Опять больно и страшно солдату, точно кто-то злой, не переставая, преследует его, нанося удар за ударом. Тяжело дыша, он смотрит на Фроську, — черные глаза ее смущенно потуплены, лицо залито краскою стыда. Гаврила потирает рукой свой восковой лоб, хочет что-то сообразить, не может. А Ларион, помолчав, убеждает, роняя, точно камни, грузно падающие слова:

— Погубишь только бабу и ребятишек. Не жизнь им с тобою. Да, не жизнь… Посмотри на себя и подумай: куда ты годен? Бояться тебя будут… И не жилец ты на белом свете. Может, год-другой промотаешься, а там и капут. Што тогда делать?.. Ты только смекни — сколько несчастных через тебя будет… Ты не пеняй, што я так… Я любя это говорю.

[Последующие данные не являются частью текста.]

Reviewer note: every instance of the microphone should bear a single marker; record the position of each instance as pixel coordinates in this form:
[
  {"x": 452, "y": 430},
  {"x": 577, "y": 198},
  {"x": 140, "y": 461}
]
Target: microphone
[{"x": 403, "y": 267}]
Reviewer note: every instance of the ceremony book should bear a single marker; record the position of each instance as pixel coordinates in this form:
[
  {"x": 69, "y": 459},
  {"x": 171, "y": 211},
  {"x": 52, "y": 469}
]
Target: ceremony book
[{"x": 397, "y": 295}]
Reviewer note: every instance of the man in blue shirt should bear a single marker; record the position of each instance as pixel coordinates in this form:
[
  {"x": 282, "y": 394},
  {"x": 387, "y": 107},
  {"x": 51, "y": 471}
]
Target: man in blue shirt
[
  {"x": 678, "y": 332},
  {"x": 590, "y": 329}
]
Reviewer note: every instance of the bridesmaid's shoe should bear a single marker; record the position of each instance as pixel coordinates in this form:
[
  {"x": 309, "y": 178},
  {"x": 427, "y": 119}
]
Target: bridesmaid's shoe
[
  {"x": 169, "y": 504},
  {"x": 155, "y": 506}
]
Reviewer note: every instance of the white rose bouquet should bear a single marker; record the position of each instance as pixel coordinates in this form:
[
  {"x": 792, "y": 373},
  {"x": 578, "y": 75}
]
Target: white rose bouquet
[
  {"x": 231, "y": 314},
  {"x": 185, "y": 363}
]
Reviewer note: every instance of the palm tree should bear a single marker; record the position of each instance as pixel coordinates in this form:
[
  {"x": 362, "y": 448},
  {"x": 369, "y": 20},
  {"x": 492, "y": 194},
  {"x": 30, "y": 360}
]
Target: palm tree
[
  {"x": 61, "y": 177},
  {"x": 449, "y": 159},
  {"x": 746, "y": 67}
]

Он долго еще толкует в таком же роде, а Гавриле кажется, будто разрывается черная завеса, заслоняющая его мозг, и все яснее становится ему, что он вернулся домой на погибель другим.

— Ну што же, што мне делать теперь? — отчаянно выкрикивает он, хватаясь руками за голову.

И слышит уверенный ответ, точно сама судьба говорит ему:

— Уходи куда-нибудь… Скройся… Раз любишь жену и ребятишек, ты должен это сделать… А со мной им хорошо будет.

— Да куда я могу пойти?

— Хватит места на земле…

Гаврила, подумав, тихо говорит:

— Да, это верно — надо скрыться… Лишний я тут…

В душе его вдруг стало тускло и холодно. Охваченный тупым равнодушием, он кажется каким-то другим, точно сразу постарел на много лет. Острые плечи его опущены, левый глаз прикрыт. Он решительно вылезает из-за стола и, неуклюже протягивая Лариону руку, говорит упавшим голосом:

— Прощай, брат… Владей… Только не бросай…

Ларион, пожимая руку и не глядя солдату в глаза, сквозь слезы отвечает:

— Я все сполна сделаю… Не поминай лихом…

Гаврила подходит к жене.

— Ну, Фроська, больше не увидимся… Люби теперь другого…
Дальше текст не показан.